Finding 2 — Self-grading is generous, but honest in one spot
The self-assigned score: 23 out of 25. Generous, as expected. But the interesting part was where the 2 lost points landed: "lacks company-specific details, so it stays generic" — which, even by my judgment, was the most accurate weakness in the piece. You can't trust the total score, but the deduction reasons were trustworthy.
Finding 3 — Tell it "someone else wrote this" and it gets strict
I gave the identical output to a fresh chat as "something another AI wrote — please grade it," and it scored 19 out of 25. Same text, same rubric, a 4-point gap. The number of criticisms grew from 2 to 5. The context of "this is my own answer" dulls the grading.
How to actually use this
- Have it write criteria before the task — the effect from Finding 1 alone paid for this whole experiment. "Before you start, list 5 conditions a good result must meet."
- Throw away the score, keep the deductions — the practical form is "find the 2 biggest weaknesses in your own answer."
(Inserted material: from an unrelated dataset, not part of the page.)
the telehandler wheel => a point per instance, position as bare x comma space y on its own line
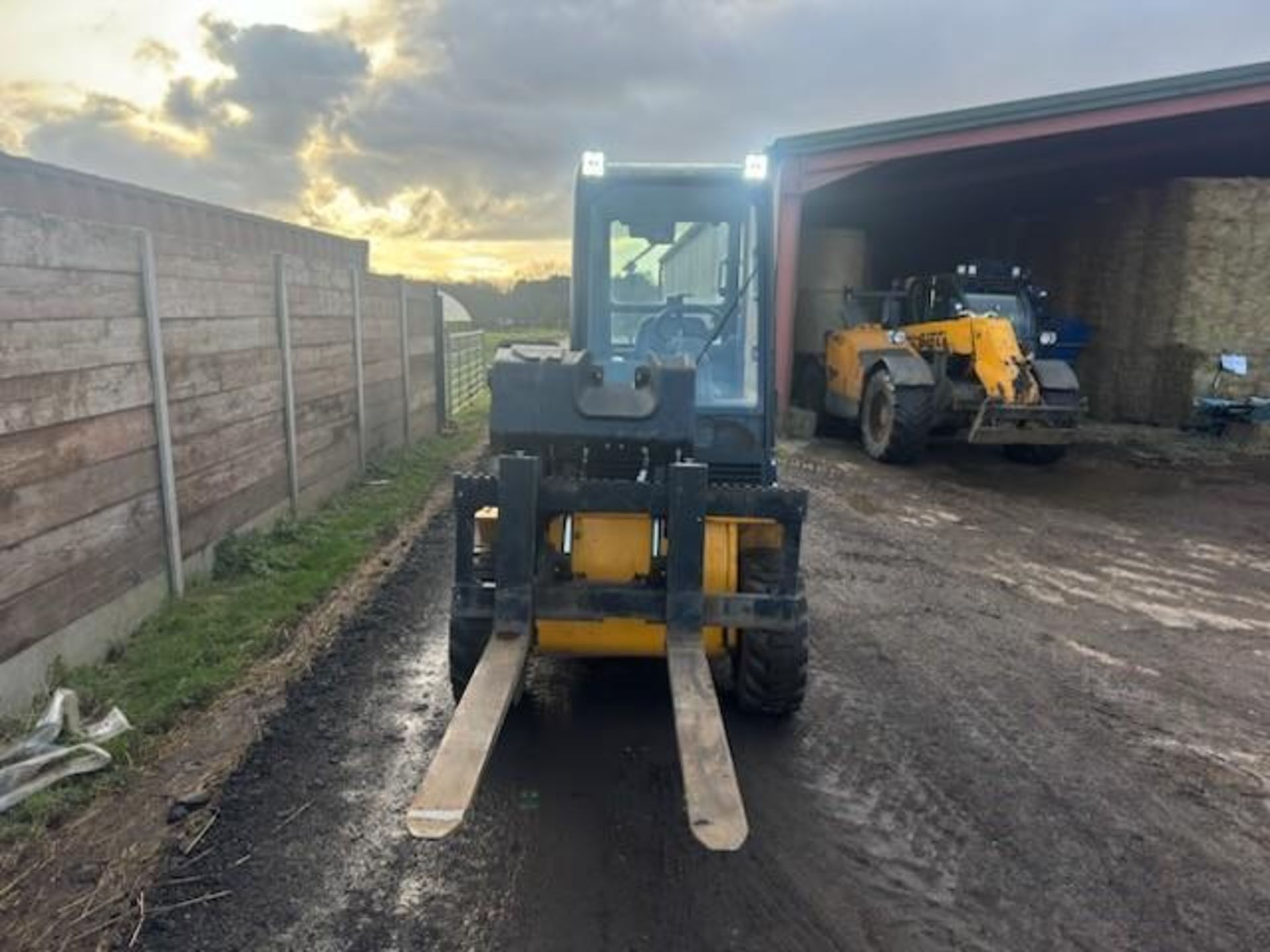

- For a real review, open a fresh chat and present it as someone else's work — the easiest way around self-grading's leniency.
What I learned
AI self-evaluation is less a mirror than a spotlight. The score (the overall verdict) is distorted, but where it points (the specific weaknesses) is fairly accurate. Let humans deliver the verdict, and use the AI as a tool for moving the light — that alone earns its keep in real work.